Regarding titles written by her, contemporary sources praise above all her rhetorical work. But only attributed fragments of it are preserved, nothing direct or irrefutable. Unfortunately, there are despicable events that embittered Pericles' last years.

The Democratic leader aroused intense passions, and the political game is not always fair. Hence, sometimes, to attack this powerful man, he would hit those close to him. It happened with one of his teachers, the philosopher Anaxagoras. He was accused of impiety and sentenced to death. He managed to escape from Athens with the help of his illustrious disciple, but, exiled, he let himself die of hunger.

Phidias, the sculptor, Pericles' public works delegate and great friend, also suffered harassment. He was accused of embezzlement of funds for his interventions in the Acropolis. According to some versions, he died in prison. Aspasia, targeted by oligarchs and demagogues for multiple reasons, was not going to be an exception in the harassment of Pericles.
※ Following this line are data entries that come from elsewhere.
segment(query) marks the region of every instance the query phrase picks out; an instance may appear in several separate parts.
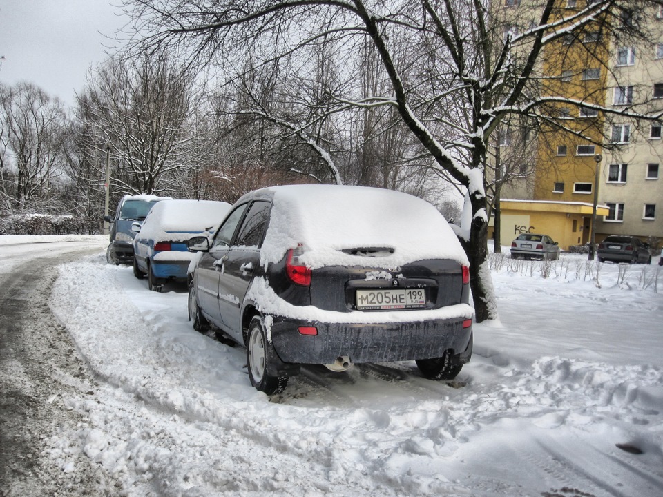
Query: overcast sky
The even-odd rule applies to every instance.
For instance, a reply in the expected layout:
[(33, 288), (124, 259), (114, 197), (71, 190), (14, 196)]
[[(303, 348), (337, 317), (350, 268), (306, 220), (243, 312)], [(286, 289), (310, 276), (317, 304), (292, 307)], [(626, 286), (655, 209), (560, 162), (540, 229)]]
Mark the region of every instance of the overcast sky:
[[(0, 81), (37, 84), (73, 105), (88, 70), (126, 23), (119, 0), (0, 0)], [(115, 6), (114, 6), (114, 5)]]

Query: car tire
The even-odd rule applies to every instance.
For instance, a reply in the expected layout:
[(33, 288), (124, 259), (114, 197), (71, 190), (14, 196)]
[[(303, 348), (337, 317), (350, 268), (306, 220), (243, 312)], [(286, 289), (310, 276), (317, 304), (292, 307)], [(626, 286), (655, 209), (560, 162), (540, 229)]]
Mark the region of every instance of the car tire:
[(256, 316), (249, 324), (247, 366), (251, 384), (267, 395), (280, 393), (288, 384), (287, 374), (275, 376), (269, 372), (269, 361), (273, 354), (271, 344), (267, 341), (262, 320)]
[(115, 258), (115, 255), (113, 253), (113, 244), (108, 245), (106, 249), (106, 262), (108, 264), (119, 266), (119, 261)]
[(445, 353), (441, 358), (417, 359), (416, 367), (429, 380), (453, 380), (463, 369), (457, 357)]
[(209, 322), (200, 313), (198, 299), (193, 280), (189, 284), (189, 320), (193, 322), (193, 329), (202, 333), (209, 331)]
[(136, 260), (136, 256), (133, 256), (133, 275), (135, 276), (139, 280), (142, 280), (143, 277), (145, 275), (145, 273), (143, 273), (140, 268), (138, 267), (138, 261)]
[(164, 280), (162, 278), (157, 278), (152, 272), (152, 266), (147, 266), (147, 286), (152, 291), (161, 292), (164, 288)]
In addition to murmurs about his possible interference in the statesman's speeches and decisions, rumors spread about his hypothetical mediatism, that he was pro-Persian. Also, putting free women in his partner's bed for his ribald entertainment. And even instigating the Samos War in 440 BC. C., because it was convenient to his native Miletus.
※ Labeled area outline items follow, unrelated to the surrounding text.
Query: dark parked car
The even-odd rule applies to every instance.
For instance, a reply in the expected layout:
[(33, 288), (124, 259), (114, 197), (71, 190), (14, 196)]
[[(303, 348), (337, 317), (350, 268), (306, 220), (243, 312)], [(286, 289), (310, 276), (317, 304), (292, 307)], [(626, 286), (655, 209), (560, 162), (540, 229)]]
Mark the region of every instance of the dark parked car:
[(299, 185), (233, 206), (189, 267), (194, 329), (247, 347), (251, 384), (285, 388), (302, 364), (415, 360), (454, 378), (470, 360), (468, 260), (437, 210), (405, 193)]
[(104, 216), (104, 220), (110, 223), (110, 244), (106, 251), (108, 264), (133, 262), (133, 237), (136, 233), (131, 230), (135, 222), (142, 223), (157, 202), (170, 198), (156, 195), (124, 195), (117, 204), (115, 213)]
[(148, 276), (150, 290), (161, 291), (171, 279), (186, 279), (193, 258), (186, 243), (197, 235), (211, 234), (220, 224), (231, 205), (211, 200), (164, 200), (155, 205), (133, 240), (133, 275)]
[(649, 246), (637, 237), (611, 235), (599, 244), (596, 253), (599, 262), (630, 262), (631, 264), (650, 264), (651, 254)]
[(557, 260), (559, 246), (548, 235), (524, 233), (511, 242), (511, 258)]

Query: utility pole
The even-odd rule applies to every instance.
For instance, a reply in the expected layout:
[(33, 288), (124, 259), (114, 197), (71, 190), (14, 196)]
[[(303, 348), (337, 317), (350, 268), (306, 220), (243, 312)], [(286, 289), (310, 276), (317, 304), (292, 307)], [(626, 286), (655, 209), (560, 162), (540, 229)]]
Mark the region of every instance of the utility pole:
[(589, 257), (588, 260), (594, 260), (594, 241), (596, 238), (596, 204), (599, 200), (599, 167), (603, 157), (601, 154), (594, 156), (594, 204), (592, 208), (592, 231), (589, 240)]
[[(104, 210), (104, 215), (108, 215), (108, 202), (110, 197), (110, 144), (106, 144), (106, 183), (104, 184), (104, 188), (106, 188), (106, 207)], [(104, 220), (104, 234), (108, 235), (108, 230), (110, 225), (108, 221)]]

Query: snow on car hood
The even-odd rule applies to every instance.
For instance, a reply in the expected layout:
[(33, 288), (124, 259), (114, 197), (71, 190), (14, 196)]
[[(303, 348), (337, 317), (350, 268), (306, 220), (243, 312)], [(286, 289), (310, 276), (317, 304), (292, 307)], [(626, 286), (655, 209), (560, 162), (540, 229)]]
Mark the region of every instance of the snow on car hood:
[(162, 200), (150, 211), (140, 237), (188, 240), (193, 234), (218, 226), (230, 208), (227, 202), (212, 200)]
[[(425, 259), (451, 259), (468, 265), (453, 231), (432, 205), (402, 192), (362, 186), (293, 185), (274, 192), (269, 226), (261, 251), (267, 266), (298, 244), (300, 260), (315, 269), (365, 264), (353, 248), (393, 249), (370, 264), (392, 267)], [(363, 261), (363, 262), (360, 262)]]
None of this had major consequences. But there was a formal accusation brought against her by a comic poet. The charge was, as with Anaxagoras, for offenses against the gods. A very serious matter. It could lead to a death sentence.

Aspasia had to answer before a court made up of a thousand and a half citizens, many of whom were suspicious of her or decidedly hostile. Fortunately for her, she had a dream defender, Pericles himself. This made full use of his immense oratory talent. He even cried to free his wife from possible conviction, and it was most persuasive.
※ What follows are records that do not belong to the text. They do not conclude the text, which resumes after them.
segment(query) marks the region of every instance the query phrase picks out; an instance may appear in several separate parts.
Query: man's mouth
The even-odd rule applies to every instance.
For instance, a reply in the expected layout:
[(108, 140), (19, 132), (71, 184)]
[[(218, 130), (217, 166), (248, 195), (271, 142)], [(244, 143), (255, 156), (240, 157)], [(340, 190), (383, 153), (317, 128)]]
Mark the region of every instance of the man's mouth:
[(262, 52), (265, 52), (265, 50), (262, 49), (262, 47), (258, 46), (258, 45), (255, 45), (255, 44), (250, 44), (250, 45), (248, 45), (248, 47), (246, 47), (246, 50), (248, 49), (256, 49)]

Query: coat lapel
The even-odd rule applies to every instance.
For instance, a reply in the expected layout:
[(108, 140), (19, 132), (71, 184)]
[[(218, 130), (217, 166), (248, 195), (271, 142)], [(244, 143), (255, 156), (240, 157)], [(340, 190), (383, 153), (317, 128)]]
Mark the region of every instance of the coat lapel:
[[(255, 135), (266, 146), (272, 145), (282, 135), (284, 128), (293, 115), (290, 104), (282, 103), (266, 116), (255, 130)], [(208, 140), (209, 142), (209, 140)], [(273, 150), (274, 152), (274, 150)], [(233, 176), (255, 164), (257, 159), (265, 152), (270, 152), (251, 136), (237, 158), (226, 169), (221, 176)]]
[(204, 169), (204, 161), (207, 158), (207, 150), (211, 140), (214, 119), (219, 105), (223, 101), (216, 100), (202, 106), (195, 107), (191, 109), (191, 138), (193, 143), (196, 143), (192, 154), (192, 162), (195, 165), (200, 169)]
He won the case. However, he lost some of the respect that had previously been lavished upon him, and developed symptoms that today would be diagnosed as depressive. Three years later, in 429 BC. C., the plague took him away, as well as thousands of Athenians, including his two eldest sons.

The death of Pericles also left open a terrible episode that, decades later, would forever bury the city's best era. The strategos had started the Peloponnesian War against Sparta and its allies. In its course, the man with whom Aspasia had remade her life died. Lysicles, a sheep merchant whom she had raised to political and military prominence and to whom she gave a son, Poristes, was killed in action in 427 BC. C. Curiously, it was in her native region, Ionia Caria. At this point, the historical trace of Aspasia of Miletus is lost.

It is said that he could have retired to the countryside and founded a new educational center. Maybe for future hetairas. Perhaps eloquence and declamation. It is not known. The date of his death is also unknown. It is estimated, however, that it happened around the turn of the 4th century BC. C., the next to that of Pericles and the Athens that built the Parthenon.